The finback catsharks are a small family, the Proscylliidae, of ground sharks. They can be found in warm seas worldwide and are often the most numerous and common shark in tropical regions. They are generally less than 1 m in length, and are slow-moving predators that feed on bony fish and small invertebrates. Although some bear live young, the majority lay eggs with almost fully developed young; these egg cases, known as "mermaid's purses", are unique in appearance to each species.

== Taxonomy ==

=== Genus Proscyllium Hilgendorf 1904===
- Graceful catshark (Proscyllium habereri) was first discovered by Hildendorf in 1901.
- Proscyllium venustum is found in temperate regions. It is distributed along the Northwest Pacific, primarily Japan. These sharks are oviparous; they lay eggs in pairs in which the embryos feed solely on yolk. This species is considered harmless to humans.
- Magnificent catshark (Proscyllium magnificum) A newly discovered species within the family Proscyllidae, it has little supporting research. It is tan in coloration with dark spots and blotches. The body is considered slender and firm. This species grows to be at least 450 mm in length. They have been found in tropical waters throughout the eastern Indian Ocean off the coast of Myanmar.
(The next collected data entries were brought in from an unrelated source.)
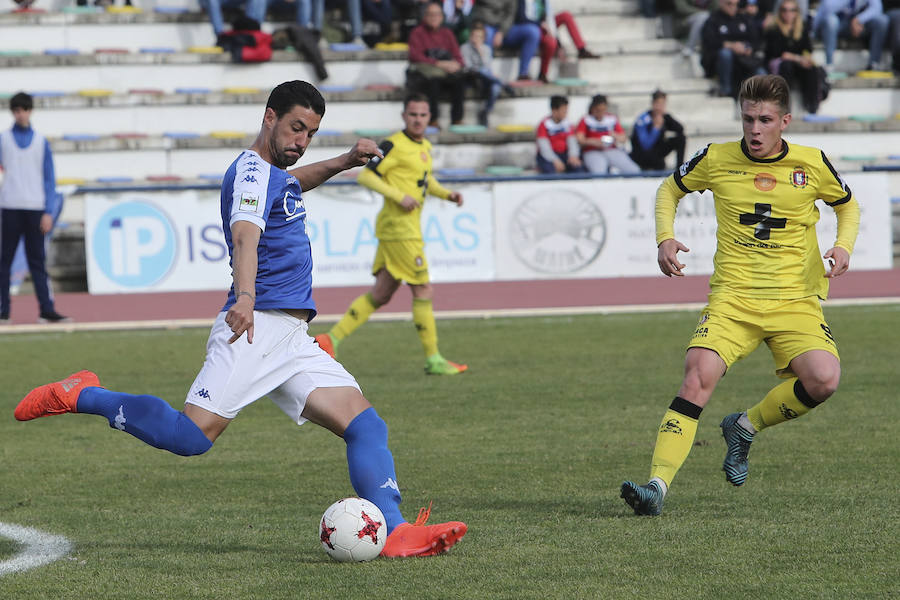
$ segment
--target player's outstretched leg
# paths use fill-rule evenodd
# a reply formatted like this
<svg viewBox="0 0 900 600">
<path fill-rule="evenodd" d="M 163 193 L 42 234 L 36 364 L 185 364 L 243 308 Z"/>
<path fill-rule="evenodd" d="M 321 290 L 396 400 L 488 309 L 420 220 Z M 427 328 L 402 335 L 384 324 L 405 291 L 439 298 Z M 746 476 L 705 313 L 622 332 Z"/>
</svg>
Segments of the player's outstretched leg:
<svg viewBox="0 0 900 600">
<path fill-rule="evenodd" d="M 656 481 L 651 481 L 647 485 L 626 481 L 622 484 L 620 497 L 634 509 L 634 514 L 652 517 L 662 513 L 665 494 Z"/>
<path fill-rule="evenodd" d="M 450 548 L 466 535 L 468 526 L 460 521 L 426 525 L 431 505 L 419 510 L 415 523 L 398 525 L 387 537 L 382 556 L 434 556 L 449 552 Z"/>
<path fill-rule="evenodd" d="M 313 339 L 316 340 L 319 348 L 324 350 L 328 356 L 330 356 L 331 358 L 337 358 L 337 340 L 331 337 L 331 334 L 320 333 Z"/>
<path fill-rule="evenodd" d="M 468 368 L 468 365 L 451 362 L 440 354 L 433 354 L 425 359 L 426 375 L 457 375 Z"/>
<path fill-rule="evenodd" d="M 14 412 L 19 421 L 63 413 L 106 417 L 110 427 L 181 456 L 203 454 L 212 447 L 203 431 L 165 400 L 103 389 L 90 371 L 31 390 Z"/>
<path fill-rule="evenodd" d="M 747 481 L 747 471 L 750 466 L 747 454 L 750 452 L 750 443 L 753 442 L 753 434 L 741 427 L 738 419 L 741 413 L 732 413 L 722 420 L 719 427 L 722 428 L 722 437 L 728 451 L 725 453 L 725 461 L 722 470 L 725 471 L 725 479 L 732 485 L 743 485 Z"/>
</svg>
=== Genus Eridacnis H. M. Smith, 1913===
- Pygmy ribbontail catshark (Eridacnis radcliffei) It is known to be one of the smallest sharks within its species, with a maximum length around 257 mm. It is distributed in the waters surrounding the Philippines, along with the Indo-West Pacific Ocean. They are found located near muddy bottoms of the continental shelves. It is not a species directly targeted by the fishing industry; however, it is negatively impacted as bycatch by the shrimping industry due to shrimp being its primary food source. They are considered harmless to humans.
- Cuban ribbontail catshark (Eridacnis barbouri), can be found in deep water along the upper continental shelf. They are distributed throughout the western central Atlantic. Their primary food source is small fishes, crustaceans, and cephalopods. Having two young per litter, ranging in size at birth to over 10 cm, this species is ovoviviparous. This species is viewed as harmless to humans.
- African ribbontail catshark (Eridacnis sinuans), is grey-brown in color. They are distributed within the western Indian Ocean, but confined to the South Africa, Mozambique, and Tanzania. This species is primarily found along the upper continental shelf in deep water. This species feeds on small bony fishes, crustaceans, and cephalopods. Their ovoviviparous reproductive system allows them to have two young per litter between 15 and 17 cm in length when born. This species is also considered harmless to humans.

=== Genus Ctenacis Compagno, 1973===

The harlequin catshark (Ctenacis fehlmanni) has some unique characteristics that set it aside from the others. Its large mouth, small teeth and large pharynx with gill raker papillae make it unique among the family Proscyllidae. They are found in the tropical outer continental shelves of the western Indian Ocean, off the coast of Somalia, feeding on very small invertebrates. They are oviparous, laying paired eggs in which their embryos feed solely on yolk.

== Distribution ==
Found primarily along the continental shelves, these species are scattered throughout the world. They have been documented and seen primarily in: Japan, Myanmar, the Philippines, South Africa, Mozambique, Tanzania, and Somalia.

== Lifecycle ==

=== Reproduction ===
Within this family, species are either oviparous or ovoviviparous. Oviparous refers to many benthic sharks that lay their eggs on the seafloor and attach them to a substrate. The eggs have a hard and leathery shell surrounding them to serve as protection. The eggs feed solely on the yolk present within the casing. Other species within this family are ovoviviparous. Ovoviviparous sharks give birth to live young.

== Human interactions ==
This family of small ground sharks is not targeted by humans for any fishing or food purposes. Although not endangered or threatened, these species are negatively impacted by fisheries as a result of bycatch. The shrimping industry has affected them the most.